徒長株は病気に対して弱い為、徒長させない管理が重要です。夏場はハウス内が高温になる為、遮光を多用すると思いますが、徒長させないよう管理を行って下さい。

 

20年度の栽培を終了しました

昨年9月より初めてのイチゴ栽培を開始しました。

振り返ると、10月にはハスモンヨトウが発生。その後発生したハダニには秋口からずっと悩まされました。

11月下旬からは、かおり野の収穫が始まり、収穫の喜びを噛み締めました。不安の中、漕ぎ出した初めての栽培でしたので、喜びも一入でした。

ハウス内の環境制御に力を注いできたものの、1月には寒波がやってきて2月の収量が激減しました。

懸案になっていたダニ対策は2月に新薬を利用した結果、一気に解消したものの、今度はアザミウマが発生し、この対策にも苦労しました。

3月下旬以降は収穫量との闘いの毎日でした。

販売面では、ECサイト、直売所、スーパーの産直コーナーへの出品を行ってきましたが、収量が多すぎ、いちごが余ってしまい、どこに卸すのかという悩みも経験しました。収穫量が増えているのに収入が増えない。

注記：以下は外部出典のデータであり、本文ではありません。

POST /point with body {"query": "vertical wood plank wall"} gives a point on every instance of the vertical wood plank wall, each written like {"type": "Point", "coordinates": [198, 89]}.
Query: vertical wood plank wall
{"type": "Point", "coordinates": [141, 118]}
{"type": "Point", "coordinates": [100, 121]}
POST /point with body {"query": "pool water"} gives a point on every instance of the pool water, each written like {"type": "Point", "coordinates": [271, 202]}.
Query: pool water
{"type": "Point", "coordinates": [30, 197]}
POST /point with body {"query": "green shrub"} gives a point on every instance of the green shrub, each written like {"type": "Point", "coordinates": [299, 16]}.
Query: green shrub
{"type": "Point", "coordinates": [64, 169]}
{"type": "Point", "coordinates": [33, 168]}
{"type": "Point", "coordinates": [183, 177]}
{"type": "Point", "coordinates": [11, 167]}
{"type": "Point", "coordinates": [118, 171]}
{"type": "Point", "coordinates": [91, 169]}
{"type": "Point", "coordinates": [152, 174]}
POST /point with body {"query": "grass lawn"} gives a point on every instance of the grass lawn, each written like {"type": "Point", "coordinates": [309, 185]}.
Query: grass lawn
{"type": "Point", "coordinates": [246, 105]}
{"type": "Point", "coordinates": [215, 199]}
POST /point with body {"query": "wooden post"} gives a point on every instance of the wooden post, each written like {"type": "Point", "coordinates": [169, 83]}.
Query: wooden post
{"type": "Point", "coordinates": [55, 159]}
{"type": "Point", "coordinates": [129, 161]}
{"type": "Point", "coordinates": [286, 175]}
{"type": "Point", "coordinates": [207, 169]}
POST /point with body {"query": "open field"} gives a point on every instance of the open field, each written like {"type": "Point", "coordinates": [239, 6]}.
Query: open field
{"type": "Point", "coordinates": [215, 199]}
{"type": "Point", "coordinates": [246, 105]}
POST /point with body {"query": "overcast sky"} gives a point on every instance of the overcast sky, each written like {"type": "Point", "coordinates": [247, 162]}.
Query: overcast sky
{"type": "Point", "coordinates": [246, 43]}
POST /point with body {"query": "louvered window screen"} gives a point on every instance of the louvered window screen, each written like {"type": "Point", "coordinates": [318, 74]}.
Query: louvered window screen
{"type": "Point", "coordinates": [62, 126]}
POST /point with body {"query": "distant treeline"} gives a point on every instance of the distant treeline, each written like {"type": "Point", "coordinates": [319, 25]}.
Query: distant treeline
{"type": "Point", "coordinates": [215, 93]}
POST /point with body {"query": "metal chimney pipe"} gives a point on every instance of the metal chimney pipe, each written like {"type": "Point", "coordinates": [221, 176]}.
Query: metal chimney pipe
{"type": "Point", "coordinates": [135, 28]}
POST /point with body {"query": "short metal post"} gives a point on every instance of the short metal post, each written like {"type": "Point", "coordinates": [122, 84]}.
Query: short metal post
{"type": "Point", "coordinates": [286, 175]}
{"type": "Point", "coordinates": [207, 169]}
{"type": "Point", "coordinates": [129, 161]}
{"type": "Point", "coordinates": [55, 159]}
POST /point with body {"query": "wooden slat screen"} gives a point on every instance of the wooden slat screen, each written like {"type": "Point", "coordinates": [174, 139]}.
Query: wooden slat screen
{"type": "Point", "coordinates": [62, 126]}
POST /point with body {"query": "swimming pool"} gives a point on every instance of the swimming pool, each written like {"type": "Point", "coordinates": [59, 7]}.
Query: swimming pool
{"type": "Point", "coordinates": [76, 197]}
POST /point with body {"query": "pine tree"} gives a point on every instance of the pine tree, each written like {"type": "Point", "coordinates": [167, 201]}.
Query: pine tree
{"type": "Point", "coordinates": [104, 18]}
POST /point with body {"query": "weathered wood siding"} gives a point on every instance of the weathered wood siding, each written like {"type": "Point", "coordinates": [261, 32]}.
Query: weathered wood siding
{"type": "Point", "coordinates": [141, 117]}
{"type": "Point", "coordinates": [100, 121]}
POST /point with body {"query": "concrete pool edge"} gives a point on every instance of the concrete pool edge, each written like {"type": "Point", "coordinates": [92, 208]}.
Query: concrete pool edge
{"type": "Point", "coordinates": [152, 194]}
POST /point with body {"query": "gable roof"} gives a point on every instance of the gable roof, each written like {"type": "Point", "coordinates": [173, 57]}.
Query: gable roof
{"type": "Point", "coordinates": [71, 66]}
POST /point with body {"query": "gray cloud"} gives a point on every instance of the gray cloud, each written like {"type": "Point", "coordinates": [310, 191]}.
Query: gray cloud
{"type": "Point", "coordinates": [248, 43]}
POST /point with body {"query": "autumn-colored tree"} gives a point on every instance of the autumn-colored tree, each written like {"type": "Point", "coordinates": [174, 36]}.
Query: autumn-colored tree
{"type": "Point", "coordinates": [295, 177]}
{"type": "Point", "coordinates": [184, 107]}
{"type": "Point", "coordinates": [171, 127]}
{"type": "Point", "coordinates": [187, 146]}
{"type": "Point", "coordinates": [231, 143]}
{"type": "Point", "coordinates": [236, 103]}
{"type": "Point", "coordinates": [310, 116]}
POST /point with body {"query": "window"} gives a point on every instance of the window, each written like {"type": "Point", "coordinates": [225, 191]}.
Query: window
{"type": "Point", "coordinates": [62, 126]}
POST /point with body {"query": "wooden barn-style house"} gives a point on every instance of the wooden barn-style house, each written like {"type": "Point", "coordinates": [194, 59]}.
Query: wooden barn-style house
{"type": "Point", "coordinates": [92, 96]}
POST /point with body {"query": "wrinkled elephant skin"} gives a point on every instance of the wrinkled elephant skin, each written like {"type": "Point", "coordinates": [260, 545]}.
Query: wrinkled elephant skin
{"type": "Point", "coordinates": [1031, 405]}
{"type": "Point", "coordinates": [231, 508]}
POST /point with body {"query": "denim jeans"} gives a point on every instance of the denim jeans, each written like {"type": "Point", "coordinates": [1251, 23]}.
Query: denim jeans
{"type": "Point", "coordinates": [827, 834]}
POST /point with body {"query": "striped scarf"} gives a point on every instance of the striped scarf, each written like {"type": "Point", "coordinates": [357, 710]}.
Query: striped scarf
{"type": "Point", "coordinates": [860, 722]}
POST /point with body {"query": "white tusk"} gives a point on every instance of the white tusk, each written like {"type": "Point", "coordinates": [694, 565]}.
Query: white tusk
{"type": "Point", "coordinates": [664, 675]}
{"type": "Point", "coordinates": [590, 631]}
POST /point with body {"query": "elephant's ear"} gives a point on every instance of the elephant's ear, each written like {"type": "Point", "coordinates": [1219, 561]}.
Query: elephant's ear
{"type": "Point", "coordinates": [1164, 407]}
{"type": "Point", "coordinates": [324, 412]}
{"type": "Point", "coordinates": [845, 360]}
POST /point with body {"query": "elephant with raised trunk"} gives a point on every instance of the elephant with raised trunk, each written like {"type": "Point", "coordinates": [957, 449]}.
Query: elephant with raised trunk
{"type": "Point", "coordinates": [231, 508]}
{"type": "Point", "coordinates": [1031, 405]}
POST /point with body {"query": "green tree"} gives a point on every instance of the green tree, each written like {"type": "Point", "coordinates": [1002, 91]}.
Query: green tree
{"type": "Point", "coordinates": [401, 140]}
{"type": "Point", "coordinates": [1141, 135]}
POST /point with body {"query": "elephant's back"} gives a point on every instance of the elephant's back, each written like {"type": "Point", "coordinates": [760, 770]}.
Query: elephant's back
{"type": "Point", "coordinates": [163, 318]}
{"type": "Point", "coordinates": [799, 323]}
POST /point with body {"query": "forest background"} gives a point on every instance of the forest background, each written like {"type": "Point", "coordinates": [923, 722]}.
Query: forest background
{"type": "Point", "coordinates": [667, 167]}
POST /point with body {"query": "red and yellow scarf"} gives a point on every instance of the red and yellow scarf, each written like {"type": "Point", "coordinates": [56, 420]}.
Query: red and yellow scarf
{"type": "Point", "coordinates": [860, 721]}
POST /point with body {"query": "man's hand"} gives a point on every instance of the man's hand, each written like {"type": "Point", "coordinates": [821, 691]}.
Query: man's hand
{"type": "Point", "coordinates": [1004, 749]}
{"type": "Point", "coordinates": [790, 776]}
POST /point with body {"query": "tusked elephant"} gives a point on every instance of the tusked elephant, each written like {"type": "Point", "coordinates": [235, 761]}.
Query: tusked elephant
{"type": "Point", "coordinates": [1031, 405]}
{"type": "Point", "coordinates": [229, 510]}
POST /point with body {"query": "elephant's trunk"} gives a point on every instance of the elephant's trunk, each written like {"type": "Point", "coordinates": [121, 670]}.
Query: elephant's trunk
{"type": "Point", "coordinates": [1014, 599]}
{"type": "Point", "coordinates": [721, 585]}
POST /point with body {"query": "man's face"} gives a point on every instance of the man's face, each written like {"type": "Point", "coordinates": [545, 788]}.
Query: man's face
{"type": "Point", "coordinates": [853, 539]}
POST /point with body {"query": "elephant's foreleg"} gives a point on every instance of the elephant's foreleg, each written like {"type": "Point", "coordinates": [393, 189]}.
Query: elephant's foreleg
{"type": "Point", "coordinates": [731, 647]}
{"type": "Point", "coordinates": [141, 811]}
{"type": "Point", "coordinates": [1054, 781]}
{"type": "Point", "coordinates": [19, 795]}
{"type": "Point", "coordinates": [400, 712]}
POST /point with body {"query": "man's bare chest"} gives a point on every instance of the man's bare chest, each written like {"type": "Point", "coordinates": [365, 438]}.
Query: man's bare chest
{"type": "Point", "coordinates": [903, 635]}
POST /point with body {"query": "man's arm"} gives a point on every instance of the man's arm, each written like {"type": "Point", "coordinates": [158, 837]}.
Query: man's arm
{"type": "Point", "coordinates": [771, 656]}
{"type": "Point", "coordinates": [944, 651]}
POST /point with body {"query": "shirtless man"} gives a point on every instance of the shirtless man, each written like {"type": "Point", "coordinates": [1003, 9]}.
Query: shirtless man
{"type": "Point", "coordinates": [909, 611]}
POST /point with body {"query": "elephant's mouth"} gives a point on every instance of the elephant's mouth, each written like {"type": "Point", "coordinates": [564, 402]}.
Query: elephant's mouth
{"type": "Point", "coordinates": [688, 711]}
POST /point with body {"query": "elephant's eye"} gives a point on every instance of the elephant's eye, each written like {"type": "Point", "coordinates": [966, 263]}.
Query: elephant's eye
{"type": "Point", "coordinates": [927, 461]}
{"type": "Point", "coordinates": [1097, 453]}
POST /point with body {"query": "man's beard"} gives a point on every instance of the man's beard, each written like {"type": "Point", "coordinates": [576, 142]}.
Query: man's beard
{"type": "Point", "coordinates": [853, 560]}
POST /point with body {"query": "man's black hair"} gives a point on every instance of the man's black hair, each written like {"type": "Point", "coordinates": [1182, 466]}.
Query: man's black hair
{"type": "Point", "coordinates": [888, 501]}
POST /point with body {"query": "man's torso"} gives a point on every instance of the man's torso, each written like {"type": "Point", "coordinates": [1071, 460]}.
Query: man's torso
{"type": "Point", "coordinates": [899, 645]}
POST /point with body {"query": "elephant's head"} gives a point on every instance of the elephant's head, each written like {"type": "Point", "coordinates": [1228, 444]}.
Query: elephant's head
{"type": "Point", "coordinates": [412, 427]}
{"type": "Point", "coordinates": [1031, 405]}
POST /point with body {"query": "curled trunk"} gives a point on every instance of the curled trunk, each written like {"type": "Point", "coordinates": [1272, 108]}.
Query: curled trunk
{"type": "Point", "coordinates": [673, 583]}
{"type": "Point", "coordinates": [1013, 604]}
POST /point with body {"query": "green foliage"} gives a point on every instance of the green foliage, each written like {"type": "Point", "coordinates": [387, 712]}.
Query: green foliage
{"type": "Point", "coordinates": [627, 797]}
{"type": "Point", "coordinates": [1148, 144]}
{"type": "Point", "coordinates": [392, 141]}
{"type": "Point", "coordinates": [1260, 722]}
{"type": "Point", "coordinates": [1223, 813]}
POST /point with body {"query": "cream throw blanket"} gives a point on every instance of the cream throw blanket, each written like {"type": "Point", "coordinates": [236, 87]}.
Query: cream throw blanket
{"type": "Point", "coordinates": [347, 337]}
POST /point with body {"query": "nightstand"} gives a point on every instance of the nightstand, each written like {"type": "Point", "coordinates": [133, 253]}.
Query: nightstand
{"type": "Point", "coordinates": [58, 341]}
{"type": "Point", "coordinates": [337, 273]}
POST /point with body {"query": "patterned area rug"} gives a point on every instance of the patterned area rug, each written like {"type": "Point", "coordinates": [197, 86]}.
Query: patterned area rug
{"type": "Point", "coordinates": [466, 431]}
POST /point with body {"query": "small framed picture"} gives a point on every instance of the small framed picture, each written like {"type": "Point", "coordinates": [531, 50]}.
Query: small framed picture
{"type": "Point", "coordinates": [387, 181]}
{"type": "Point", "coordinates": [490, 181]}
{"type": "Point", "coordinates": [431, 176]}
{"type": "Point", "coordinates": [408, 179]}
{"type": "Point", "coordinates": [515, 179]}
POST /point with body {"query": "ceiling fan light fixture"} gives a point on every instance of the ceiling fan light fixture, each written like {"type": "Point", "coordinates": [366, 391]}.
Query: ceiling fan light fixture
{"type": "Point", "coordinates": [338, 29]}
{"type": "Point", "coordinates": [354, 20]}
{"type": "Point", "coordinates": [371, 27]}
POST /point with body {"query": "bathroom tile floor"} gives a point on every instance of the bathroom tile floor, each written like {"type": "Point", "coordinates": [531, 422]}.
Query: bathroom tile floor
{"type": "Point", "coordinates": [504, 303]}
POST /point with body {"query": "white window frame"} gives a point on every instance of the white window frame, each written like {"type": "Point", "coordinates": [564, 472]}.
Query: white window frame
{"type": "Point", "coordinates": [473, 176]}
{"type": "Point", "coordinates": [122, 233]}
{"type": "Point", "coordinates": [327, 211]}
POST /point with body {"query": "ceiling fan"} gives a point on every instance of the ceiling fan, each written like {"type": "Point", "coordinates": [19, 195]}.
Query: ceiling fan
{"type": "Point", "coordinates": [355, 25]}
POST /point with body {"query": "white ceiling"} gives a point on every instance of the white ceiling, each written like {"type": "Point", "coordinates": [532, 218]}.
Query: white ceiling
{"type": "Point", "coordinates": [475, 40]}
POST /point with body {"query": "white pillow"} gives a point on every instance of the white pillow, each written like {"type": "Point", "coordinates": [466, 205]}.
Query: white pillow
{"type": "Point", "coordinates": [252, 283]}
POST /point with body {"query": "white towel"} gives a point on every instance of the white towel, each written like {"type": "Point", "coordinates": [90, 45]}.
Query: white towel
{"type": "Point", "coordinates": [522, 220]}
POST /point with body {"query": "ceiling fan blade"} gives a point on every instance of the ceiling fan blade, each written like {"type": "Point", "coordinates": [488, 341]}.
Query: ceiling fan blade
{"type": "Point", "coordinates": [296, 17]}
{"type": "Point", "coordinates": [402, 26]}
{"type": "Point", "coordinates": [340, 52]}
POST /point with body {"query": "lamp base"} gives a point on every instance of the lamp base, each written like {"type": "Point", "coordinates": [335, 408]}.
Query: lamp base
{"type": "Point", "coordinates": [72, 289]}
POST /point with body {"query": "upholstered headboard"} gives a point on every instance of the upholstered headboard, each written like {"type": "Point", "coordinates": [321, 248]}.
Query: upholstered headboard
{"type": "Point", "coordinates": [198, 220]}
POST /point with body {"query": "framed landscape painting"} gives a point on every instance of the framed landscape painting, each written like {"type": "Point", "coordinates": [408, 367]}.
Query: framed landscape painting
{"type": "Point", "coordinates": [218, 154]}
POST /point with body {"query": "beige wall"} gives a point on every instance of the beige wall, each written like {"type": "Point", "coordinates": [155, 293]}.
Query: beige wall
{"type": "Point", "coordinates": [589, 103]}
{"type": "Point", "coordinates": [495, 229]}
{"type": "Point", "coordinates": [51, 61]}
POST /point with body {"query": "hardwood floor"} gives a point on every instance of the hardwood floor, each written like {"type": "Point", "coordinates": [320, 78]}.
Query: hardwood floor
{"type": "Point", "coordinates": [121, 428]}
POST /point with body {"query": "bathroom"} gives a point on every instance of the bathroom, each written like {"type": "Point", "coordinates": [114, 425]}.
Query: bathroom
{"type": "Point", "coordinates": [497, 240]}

生産者の皆様なら誰しも経験している悩みにも初めて直面しました。

 

来作の課題は、

収穫量の波を出させない管理

病害虫発生の早期の見極め

厳寒期にもしっかり収量を収穫する環境制御

6tを6.5tにする方法の模索

更なる販売ルートの確立  など

課題は山積みではありますが、試行錯誤を重ね、より良い情報提供をしていきます。